FEUX CROISES (Edward Dmytryk)

REALISATEUR

Edward Dmytryk

SCENARISTE

John Paxton, d’après le roman de Richard Brooks

DISTRIBUTION

Robert Young, Robert Mitchum, Robert Ryan, Gloria Grahame, Sam Levene, Lex Barker…

INFOS

Long métrage américain
Genre : drame/thriller
Titre original : Crossfire
Année de production : 1947

En 1947, année de sortie de Feux croisés, dix personnalités du cinéma, réalisateurs, scénaristes et producteurs, furent convoqués par la Commission sur les Activités Anti-Américaines pour répondre des accusations sur leur supposée activité communiste.

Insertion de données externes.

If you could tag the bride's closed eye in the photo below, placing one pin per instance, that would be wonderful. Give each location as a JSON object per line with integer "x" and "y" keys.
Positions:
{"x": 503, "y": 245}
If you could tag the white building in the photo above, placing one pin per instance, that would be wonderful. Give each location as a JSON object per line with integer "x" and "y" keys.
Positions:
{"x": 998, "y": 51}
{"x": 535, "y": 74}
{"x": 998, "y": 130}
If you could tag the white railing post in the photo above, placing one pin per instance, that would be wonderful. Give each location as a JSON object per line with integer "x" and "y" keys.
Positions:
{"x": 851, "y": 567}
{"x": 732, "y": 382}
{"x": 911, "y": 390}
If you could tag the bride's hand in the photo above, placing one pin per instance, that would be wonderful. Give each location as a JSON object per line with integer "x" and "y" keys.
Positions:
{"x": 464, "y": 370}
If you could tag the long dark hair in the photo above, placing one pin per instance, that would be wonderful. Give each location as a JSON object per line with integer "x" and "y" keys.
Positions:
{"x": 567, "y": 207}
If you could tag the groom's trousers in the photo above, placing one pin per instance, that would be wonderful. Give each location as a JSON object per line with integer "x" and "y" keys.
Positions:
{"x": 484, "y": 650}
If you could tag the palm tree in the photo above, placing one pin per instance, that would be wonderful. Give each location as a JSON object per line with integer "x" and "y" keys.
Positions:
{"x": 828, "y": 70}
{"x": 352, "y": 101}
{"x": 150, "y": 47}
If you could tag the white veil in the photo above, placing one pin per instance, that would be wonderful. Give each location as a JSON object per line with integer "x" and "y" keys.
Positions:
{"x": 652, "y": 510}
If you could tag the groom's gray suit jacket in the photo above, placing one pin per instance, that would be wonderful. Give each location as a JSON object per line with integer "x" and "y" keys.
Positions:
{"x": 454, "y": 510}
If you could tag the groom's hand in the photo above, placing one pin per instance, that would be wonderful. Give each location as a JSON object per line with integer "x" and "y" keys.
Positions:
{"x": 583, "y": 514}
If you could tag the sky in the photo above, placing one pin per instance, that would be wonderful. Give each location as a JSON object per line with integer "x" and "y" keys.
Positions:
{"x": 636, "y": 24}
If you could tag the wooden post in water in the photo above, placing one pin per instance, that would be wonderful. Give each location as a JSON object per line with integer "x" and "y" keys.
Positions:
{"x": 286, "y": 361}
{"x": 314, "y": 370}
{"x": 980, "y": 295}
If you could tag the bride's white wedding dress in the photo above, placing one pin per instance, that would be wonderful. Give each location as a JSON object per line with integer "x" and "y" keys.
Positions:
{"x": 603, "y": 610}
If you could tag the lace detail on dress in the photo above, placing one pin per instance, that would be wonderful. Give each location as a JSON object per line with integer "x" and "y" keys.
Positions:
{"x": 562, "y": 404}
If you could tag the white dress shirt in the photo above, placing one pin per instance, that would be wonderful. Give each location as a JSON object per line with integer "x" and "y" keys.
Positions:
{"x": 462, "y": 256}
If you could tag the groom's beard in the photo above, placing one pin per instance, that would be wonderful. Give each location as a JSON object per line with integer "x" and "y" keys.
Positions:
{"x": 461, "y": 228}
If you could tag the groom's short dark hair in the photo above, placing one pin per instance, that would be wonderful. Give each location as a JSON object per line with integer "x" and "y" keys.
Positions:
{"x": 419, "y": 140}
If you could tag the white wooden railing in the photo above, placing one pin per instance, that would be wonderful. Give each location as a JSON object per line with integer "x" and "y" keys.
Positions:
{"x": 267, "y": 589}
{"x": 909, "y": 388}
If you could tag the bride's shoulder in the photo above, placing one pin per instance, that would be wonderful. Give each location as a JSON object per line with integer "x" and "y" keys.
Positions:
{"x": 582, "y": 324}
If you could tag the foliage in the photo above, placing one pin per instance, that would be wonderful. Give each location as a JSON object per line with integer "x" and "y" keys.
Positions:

Parmi ces « Dix d’Hollywood », tels que l’Histoire viendrait à les appeler, les plus connus étaient le romancier et scénariste Dalton Trumbo (Vacances Romaines, Exodus, Spartacus…) et le réalisateur Edward Dmytryk.
À cette époque, Edward Dmytryk était principalement connu pour le film Les Enfants d’Hitler, un réquisitoire contre le fascisme. Mais c’est son adhésion au parti communiste en 1944 qui attira l’attention de la Commission sur lui…ainsi que les choix des sujets qu’il mettait en scène.

En 1946, il réalise Jusqu’à la fin des temps, un drame sur la réinsertion difficile de trois marines dans la vie civile. Il y dirigeait déjà Robert Mitchum, qu’il retrouva l’année suivante dans Feux croisés, film noir qui traite de l’antisémitisme au sein de l’armée américaine…un changement par rapport au roman de Richard Brooks dont est inspiré le long métrage, puisque c’est un soldat homosexuel qui y était battu à mort. L’homosexualité était encore un sujet tabou dans les années 40 mais Edward Dmytryk a su jouer sur l’ambiguïté de certaines scènes pour évoquer, non sans une certaine ironie, l’histoire à l’origine de Feux Croisés.

crossfire_robert_mitchum

Feux Croisés est l’une des toutes premières oeuvres cinématographiques à avoir traité de l’antisémitisme et du syndrome post-traumatique des militaires revenus du front. Mais contrairement au Mur Invisible de Elia Kazan, produit par la toute-puissante 20th Century Fox, celui d’Edward Dmytryk, à la croisée du film noir et du drame social, est un tout petit budget d’à peine 250.000 dollars distribué par la RKO. Le réalisateur a tiré le meilleur parti de ses décors de studio assez restreints, notamment grâce au superbe travail du directeur de la photographie J. Roy Hunt, dont la technique du low-key lightning, qui désigne une prise de vue volontairement sous-exposée et éclairée par une seule source de lumière, est à l’origine de plans à l’atmosphère subtilement travaillée, soulignant les contrastes des relations entre les personnages.

Dès la première scène, dans laquelle le spectateur assiste à un « combat de silhouettes » qui fait un bon usage des ombres et des lumières pour entretenir son suspense, Edward Dmytryk utilise habilement les recettes du film noir. Mais l’enquête deviendra presque annexe, car l’identité du tueur ne fait vite aucun doute, pour se concentrer sur l’étude de caractères…ce qui donne une deuxième moitié très intéressante mais tout de même un peu trop verbeuse.

L’interprétation des « trois Robert » est excellente : Robert Young (le futur Dr Marcus Welby de la télévision) en flic fatigué, Robert Mitchum (qui venait d’être nommé à l’Oscar pour Les Forcats de la Gloire) en militaire un brin désabusé (le genre de composition dans lequel il excellait) et un intense Robert Ryan (Nous avons gagné ce soir).
Moins connu, George Cooper, qui campe Mitchell, le principal accusé du meurtre qui ouvre le récit, retranscrit bien le désarroi de son personnage avec son regard hanté et son apparence fiévreuse.

Après la sortie de Feux Croisés, qui fut l’un des succès de l’année 1947, Edward Dmytryk fut condamné par la Commission des Activités Anti-Américaines et s’exila en Angleterre pendant deux ans. Il finit tout de même par rentrer aux Etats-Unis pour purger sa peine. Cédant à la pression, il dénoncera certains de ses camarades, dont son ami Adrian Scott, co-producteur de Feux Croisés, ce qui ne lui sera jamais totalement pardonné.
Il tournera ensuite certains de ses meilleurs films, comme les westerns La Lance Brisée et L’Homme aux colts d’or ainsi que le film d’aventure Ouragan sur le Caine avec Humphrey Bogart, peuplés de magnifiques personnages ambivalents, avant de prendre sa retraite dans les années 70 pour devenir professeur de cinéma.